Amazon’s long-rumored Echo speaker with a touchscreen is finally here, and it’s called the Echo Show. The touchscreen-based, Alexa-powered speaker sits vertically, like a desk clock, and does everything Amazon’s existing Echo speakers can do — and much more.
The Echo Show boasts upgrades aplenty. It’s equipped with eight ever-vigilant microphones — up from seven in Amazon’s Echo Dot, Echo Tap, and original Echo speaker — and an improved speaker array with Dolby-powered bass and stereo sound.
But the Echo Show’s highlight is its 7-inch color touchscreen — an Echo speaker first. It enhances existing Echo skills with a number of visual flourishes. When you play a song from Amazon’s Prime Music service, for example, you’ll see music lyrics, and when you start a timer, you’ll see it count down onscreen.
Amazon says it can display security camera footage from Ring and Arlo cameras, photos from your smartphone, weather forecasts, to-do lists, shopping lists, reminders, products from Amazon.com, YouTube videos, and flash video briefings from CNN.
The Echo Show is also the first Echo capable of placing and receiving video calls, thanks to a built-in 5-megapixel camera. You can start a hands-free conference with a family member or friend with an Echo from the Echo app, and a new feature, Drop In, lets a loved one connect to an Echo Show to let you know it’s time for dinner, or let you see a baby’s nursery, or check in with a close relative.

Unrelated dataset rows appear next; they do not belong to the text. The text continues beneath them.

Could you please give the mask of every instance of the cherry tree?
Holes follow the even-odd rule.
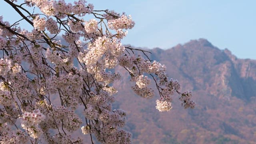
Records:
[[[0,143],[93,144],[92,135],[102,143],[131,143],[122,129],[125,112],[112,108],[119,96],[112,84],[122,76],[113,72],[117,66],[130,74],[137,95],[159,96],[159,111],[172,108],[174,93],[185,108],[194,108],[191,93],[179,91],[164,65],[122,45],[135,24],[130,16],[95,10],[84,0],[4,1],[22,18],[10,24],[0,17]],[[22,29],[22,21],[33,28]],[[78,130],[90,142],[68,134]]]

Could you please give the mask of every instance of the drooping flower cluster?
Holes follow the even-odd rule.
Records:
[[[160,112],[168,111],[172,108],[171,106],[171,102],[166,100],[156,100],[156,108]]]
[[[21,126],[28,131],[30,136],[37,139],[42,132],[38,124],[44,118],[45,116],[38,110],[32,112],[25,112],[21,120]]]
[[[152,62],[146,51],[122,45],[126,30],[134,25],[130,16],[94,10],[84,0],[16,2],[8,4],[34,28],[22,29],[0,16],[0,143],[39,143],[44,139],[82,144],[68,133],[81,128],[102,143],[131,143],[132,134],[122,129],[126,112],[112,108],[118,94],[112,84],[122,77],[117,66],[130,74],[132,89],[142,97],[155,94],[153,82],[160,111],[172,108],[176,92],[185,108],[194,107],[191,93],[178,92],[180,84],[169,78],[164,65]],[[26,5],[42,13],[18,10]],[[84,20],[86,14],[94,18]],[[140,52],[145,57],[132,54]]]
[[[127,16],[124,14],[118,19],[109,20],[108,24],[110,28],[115,30],[131,29],[135,24],[131,16]]]
[[[92,33],[98,30],[98,22],[95,19],[91,19],[89,22],[86,22],[84,29],[87,33]]]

Additional hands-free calling features come in the form of Alexa Calling, Amazon’s new messaging platform. In the coming weeks, the Echo Show and existing devices will be able to make and receive calls — they’ll glow green — and you’ll be able to ask Alexa to answer or ignore the call. Alternatively, you can dictate a message with your voice and send it — the recipient will be notified with a chime, and will see the message in the Alexa app for smartphones.
The Echo Show supports older apps as well, albeit without onscreen controls. Music offerings from Pandora, Spotify, TuneIn, iHeartRadio, and more are in tow, plus apps from CNN, Uber, and Allrecipes. Existing smart home integrations will work just fine, too, including those from Philips Hue, Ecobee, and others.
And perhaps most importantly, the Echo Show plays nicely with other Echo speakers. In homes, offices, and rooms with more than one speaker, the Echo closest to you will respond automatically.
In terms of hardware, the Echo Show is the most capable Echo speaker yet. It’s powered by Intel’s powerful z5x-Z8350 processor, and the first Echo to support dual-band Wi-Fi 802.11n Wi-Fi. Like other speakers in Amazon’s lineup, it’s fully compatible with Bluetooth accessories including speakers, PCs, and smart home devices.
The Echo Show is available for pre-order starting from May 9, in black and white color configurations, priced from $230. It begins shipping on June 28.
The Echo Show might be seen as Amazon’s effort to shore up its voice-assistant dominance. Earlier this year, the internet retailer brought its AI voice platform to a new form factor in the Echo Look, an AI-equipped security camera, and slashed the price of its Echo speaker by $50.
Amazon has nothing to worry about yet — according to a report from Consumer Intelligence Research Partners, the Amazon commands 70 percent of the smart speaker market. But rumors persist that iPhone maker Apple is prepping a Siri-equipped speaker ahead of a June launch. The Echo Show, it could be argued, is a preemptive strike.